The deal will increase opportunities for e-commerce business across the region, long an ambition of Chinese players like Alibaba. Japanese and South Korean investment into ASEAN members will continue to increase as the two countries seek to wean themselves off a politically sensitive dependence on Chinese manufacturing and processing sectors, according to Alicia Garcia Herrero, the chief Asia economist at the investment bank Natixis.

“China is not necessarily the biggest winner,” from RCEP, Herrero said.

It’s not clear how liberal the pact’s terms are, with retention of protection for agricultural products in some countries key to their signing up, according to Herrero. India’s reservations on that issue led to it withdrawing the RCEP negotiations in November 2019, though a territorial row with China also played a role.

Shanghai, China-based seafood marketing consultant Robin Wang sees RCEP as a plus for the Chinese seafood market, with more supply options opened up as a result.

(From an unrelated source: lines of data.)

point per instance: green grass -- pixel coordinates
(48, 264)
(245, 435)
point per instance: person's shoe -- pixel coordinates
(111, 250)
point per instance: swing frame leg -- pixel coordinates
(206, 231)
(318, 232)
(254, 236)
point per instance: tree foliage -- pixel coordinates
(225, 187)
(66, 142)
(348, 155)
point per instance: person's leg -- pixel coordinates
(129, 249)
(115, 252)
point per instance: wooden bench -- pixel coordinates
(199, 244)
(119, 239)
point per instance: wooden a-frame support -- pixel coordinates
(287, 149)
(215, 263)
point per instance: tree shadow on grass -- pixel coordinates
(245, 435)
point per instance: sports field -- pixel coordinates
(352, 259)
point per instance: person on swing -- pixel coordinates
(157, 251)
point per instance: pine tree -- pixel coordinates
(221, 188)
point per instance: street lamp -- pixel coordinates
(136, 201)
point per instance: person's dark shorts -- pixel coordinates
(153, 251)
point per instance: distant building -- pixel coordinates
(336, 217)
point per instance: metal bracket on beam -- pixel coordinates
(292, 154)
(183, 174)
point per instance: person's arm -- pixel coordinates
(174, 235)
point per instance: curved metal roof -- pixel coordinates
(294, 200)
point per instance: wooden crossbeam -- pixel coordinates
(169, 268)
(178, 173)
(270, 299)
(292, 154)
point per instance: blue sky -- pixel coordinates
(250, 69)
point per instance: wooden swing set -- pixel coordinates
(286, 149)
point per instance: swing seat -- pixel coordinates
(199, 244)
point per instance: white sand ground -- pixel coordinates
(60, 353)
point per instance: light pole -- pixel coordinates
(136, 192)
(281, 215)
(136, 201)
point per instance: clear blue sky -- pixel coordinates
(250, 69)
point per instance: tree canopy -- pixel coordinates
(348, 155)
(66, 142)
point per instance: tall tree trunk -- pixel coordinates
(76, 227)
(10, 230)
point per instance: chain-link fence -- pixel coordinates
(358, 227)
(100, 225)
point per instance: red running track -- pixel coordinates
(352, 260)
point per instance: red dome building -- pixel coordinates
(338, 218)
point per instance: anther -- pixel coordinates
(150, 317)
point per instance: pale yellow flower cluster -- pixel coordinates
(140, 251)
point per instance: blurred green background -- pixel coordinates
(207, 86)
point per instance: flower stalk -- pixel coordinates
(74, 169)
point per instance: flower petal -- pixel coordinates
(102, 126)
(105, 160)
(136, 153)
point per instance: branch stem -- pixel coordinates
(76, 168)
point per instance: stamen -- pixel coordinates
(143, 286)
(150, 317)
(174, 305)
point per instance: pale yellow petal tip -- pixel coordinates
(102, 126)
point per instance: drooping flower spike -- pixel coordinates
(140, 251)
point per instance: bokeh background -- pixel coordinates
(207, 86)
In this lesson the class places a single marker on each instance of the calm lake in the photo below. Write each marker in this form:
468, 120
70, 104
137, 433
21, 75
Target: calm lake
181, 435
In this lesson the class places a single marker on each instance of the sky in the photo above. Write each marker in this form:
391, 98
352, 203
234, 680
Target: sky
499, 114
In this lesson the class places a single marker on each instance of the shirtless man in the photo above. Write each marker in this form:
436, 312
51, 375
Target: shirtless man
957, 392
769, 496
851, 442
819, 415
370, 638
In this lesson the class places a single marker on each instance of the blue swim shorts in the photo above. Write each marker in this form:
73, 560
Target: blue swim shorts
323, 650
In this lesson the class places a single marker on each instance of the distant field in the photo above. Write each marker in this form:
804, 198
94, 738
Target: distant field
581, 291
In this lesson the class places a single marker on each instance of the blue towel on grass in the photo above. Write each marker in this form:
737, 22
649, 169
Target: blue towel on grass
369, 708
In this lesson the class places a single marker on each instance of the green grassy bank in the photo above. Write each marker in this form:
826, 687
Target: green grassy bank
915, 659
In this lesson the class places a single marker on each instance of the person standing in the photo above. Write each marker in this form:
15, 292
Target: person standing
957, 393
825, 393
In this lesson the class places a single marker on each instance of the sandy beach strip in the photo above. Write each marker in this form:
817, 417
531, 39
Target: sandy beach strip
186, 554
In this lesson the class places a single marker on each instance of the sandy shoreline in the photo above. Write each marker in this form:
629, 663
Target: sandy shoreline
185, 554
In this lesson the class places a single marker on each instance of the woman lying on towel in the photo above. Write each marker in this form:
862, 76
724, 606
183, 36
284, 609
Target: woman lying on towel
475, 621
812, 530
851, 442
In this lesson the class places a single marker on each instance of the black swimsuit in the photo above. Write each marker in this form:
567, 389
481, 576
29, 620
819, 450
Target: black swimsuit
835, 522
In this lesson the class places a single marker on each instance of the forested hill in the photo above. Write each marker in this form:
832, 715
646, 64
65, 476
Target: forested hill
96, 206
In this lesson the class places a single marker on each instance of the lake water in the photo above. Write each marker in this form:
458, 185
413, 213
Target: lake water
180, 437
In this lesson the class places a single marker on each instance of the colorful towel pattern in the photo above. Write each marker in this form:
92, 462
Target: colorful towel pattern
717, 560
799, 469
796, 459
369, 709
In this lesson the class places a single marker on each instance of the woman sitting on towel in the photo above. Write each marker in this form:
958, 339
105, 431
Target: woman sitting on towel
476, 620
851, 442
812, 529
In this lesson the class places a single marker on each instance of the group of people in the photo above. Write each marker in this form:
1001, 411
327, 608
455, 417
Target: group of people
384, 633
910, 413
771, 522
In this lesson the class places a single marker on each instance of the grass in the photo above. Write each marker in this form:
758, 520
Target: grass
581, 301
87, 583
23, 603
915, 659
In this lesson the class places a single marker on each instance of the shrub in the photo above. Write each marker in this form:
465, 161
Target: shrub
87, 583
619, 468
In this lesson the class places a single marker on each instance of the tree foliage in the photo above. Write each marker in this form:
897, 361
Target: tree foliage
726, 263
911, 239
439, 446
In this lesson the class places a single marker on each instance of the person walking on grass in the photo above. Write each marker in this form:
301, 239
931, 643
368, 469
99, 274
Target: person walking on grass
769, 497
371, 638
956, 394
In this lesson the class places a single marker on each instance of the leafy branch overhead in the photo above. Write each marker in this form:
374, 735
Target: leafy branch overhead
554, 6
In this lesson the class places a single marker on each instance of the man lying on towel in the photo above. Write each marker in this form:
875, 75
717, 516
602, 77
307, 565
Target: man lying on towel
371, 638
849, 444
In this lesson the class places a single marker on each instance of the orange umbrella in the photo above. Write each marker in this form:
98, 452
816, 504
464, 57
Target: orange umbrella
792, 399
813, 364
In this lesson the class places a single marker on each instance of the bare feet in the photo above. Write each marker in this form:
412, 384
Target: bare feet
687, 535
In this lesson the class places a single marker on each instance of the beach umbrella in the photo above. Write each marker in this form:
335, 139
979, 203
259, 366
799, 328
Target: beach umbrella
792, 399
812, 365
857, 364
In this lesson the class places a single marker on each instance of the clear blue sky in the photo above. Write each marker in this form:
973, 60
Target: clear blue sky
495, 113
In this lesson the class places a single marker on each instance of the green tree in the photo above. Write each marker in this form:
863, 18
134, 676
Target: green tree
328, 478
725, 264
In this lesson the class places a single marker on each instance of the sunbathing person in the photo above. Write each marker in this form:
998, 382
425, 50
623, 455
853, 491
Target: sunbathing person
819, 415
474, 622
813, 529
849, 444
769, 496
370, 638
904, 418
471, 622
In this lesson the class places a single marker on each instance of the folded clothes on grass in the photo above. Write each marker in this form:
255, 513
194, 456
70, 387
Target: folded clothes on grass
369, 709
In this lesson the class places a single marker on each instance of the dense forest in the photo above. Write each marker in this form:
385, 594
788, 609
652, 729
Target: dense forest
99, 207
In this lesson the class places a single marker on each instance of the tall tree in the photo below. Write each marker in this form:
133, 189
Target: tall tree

“We expect more reprocessing in ASEAN countries, and afterward, those finished products will enter China for domestic consumption,” said Wang, the CEO of SMH International, which advises U.S. clients including Alaskan cod exporters.

Wang said the deal will benefit product headed into China from non-RECP members, who may choose to enter China via member-states in Southeast Asia.

“We look forward to more business opportunities for Alaska seafood,” he told SeafoodSource.